The crux of our dire problems is political

The economic crisis is beginning to look cataclysmic and may tip us into the abyss, writes VINCENT BROWNE

The economic crisis is beginning to look cataclysmic and may tip us into the abyss, writes VINCENT BROWNE

THERE IS a terrible despondency. Not just or even primarily about the financial and economic crisis, but at the seeming incapacity of the Government and the political system to respond coherently and purposefully to it.

The economic crisis is beginning to look cataclysmic. Goodbody’s latest forecast that the contraction in the economy this year would be 6 per cent is trumped by the expectations of respected economists who are projecting figures closer to 10 per cent. If so, unemployment will exceed half a million.

The fiscal crisis clearly is worse than was projected even a month ago and if there is a 10 per cent contraction in the economy, then the black hole between Government revenues and expenditure will be far greater than it has said – well over €20 billion.

READ MORE

The Government’s attempts to handle the banking crisis have failed, as the markets’ response to the €7 billion recapitalisation has indicated.

On Tuesday last, the day before the recapitalisation plan was concluded, AIB shares were at €1.17. At lunchtime yesterday they were at €0.63. In the case of Bank of Ireland the figures were €0.70 on Tuesday of last week and €0.39 at lunchtime yesterday. Investors clearly do not believe the recapitalisation plan can rescue the banks.

It is evident that Ministers did not know elementary facts about the banks’ indebtedness when the Government gave its guarantee on September 29th last. That reckless initiative may be the one to topple this country into an abyss.

Objectively, the situation is not hopeless. We remain a rich country, and the key advantage that brought us the Celtic Tiger is still around – the generation coming on to the workforce is better educated than the generation leaving the workforce, which means we are guaranteed, or should be guaranteed, greater productivity.

Almost no other European Union country has this advantage. We could get out of this crisis, albeit with some pain, but as a society that is fairer and more cohesive than we have known.

Our problem is political. There is no confidence in the capacity of this Government to get us out of this mess, and the political system is incapable of rectifying that by changing the government.

We, the electorate, can wait in the long grass until the next election and then take our revenge on Fianna Fáil and the Greens (remember them?) – that is if the long grass is not devoured in the meantime. But to what point? The whole country will be devoured by then, along with the long grass.

The way out of the crisis is blindingly obvious. Produce a clear plan that requires the rich to bear the burden of the adjustments required and protect the poor, the unemployed, the sick, the vulnerable and children, with the members of the Government leading the way by taking the first and deepest hit.

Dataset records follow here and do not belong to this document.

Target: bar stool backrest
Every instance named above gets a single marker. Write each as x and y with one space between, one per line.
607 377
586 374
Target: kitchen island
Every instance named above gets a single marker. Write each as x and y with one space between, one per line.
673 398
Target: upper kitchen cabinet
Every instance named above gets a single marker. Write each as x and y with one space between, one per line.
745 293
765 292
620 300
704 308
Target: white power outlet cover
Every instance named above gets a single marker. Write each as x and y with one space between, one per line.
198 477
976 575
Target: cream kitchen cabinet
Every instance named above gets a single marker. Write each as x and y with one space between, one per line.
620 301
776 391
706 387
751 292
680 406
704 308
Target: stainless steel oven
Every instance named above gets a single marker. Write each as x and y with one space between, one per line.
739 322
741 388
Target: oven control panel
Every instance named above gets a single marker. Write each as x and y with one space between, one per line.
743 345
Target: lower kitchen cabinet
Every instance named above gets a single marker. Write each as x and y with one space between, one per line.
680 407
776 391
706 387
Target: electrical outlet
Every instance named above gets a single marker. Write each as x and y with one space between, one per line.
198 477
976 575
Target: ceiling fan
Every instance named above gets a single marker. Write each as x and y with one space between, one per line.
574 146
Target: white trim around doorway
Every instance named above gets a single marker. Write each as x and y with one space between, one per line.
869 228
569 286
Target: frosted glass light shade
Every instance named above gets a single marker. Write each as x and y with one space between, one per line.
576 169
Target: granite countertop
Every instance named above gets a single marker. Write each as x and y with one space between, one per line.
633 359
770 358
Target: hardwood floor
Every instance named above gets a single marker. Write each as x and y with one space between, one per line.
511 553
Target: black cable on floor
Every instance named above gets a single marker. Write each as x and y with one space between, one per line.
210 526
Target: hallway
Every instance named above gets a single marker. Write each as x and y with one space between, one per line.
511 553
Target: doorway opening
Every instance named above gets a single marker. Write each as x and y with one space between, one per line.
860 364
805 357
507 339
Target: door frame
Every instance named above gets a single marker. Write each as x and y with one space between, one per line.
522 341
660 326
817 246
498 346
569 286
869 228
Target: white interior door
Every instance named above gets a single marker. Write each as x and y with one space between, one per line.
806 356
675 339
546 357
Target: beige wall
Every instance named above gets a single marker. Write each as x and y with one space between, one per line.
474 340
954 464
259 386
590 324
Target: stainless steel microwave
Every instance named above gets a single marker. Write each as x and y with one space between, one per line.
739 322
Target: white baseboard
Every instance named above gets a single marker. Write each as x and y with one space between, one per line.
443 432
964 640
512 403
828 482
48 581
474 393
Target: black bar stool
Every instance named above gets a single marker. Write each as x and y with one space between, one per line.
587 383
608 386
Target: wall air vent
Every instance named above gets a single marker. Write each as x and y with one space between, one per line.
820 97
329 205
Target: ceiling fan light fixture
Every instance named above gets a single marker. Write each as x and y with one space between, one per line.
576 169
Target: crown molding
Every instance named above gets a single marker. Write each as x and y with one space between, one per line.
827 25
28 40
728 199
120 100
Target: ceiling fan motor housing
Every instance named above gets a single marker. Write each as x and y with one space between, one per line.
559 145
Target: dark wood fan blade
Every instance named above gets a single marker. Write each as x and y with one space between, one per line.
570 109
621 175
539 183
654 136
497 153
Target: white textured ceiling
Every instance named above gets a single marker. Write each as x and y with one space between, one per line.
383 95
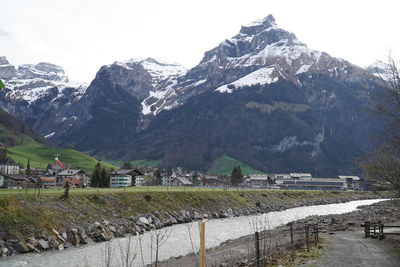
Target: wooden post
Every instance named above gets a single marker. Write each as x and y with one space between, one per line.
366 230
291 234
257 240
202 260
291 242
308 245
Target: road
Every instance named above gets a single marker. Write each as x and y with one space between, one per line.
350 248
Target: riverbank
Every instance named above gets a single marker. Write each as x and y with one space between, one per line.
240 252
30 224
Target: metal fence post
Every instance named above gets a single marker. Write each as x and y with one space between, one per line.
308 245
202 260
257 243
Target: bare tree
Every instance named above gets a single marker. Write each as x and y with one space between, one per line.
158 238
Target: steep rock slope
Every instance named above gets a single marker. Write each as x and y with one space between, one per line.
266 99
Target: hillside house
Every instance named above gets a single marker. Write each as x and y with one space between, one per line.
9 166
166 180
77 177
53 169
181 181
13 180
121 178
47 182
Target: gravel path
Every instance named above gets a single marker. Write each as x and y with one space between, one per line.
350 248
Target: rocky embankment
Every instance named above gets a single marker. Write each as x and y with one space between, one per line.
48 223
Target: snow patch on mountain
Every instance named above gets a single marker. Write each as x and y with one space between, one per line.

Instead, no plan. Just a first hit at public servants – low paid, moderately paid and rich public servants. And an attack on social welfare payments in the offing. Isn’t it shameful that we would even contemplate cutting the welfare of people who have lived on annual incomes that would hardly cover the cost of one hour’s flying on the Government jet?

Apparently, for the Government’s grand plan to emerge we have to await the report of the Commission on Taxation, due to be published by the end of September.

This commission has 18 members and is loaded (almost two-thirds) with people who have a vested interest in ensuring that the taxation system does not impinge unduly on the well-heeled.

I don’t mean to impugn the integrity of any of the commission’s members, but merely to draw attention to the reality that they represent and/or come from the wealthier wedge of society; accountants, tax experts, executives from the financial services, a solicitor and the head of the Stock Exchange.

No unemployed person. Nobody representing the quarter of a million (now probably a million and soon to go beyond that) who live on miserable incomes, who die prematurely because of their poverty – 5,400 of them every year, and that was during the good years. Nobody likely to think it obscene that some people here earn incomes in a single year that exceed the lifetime earnings of the average income earner in society.

To compound this bias, the terms of reference specifically require the commission, in its very first term of reference, “to keep the overall tax burden low”. Yes, there is then the incidental remark about “increasing the fairness of the tax system”, but you get the point, or rather the commission can be expected to get the point. High taxes bad, low taxes good.

In the remaining terms of reference there is no acknowledgment that the purpose of the tax system is to redress the unfair distribution of wealth and income that an unregulated market system throws up. This seems to me to be the principal point of a tax system, aside from providing for the elemental obligation of the State to keep the peace.

As we approach the inferno we see Dante’s injunction: “Abandon hope all ye who enter here.”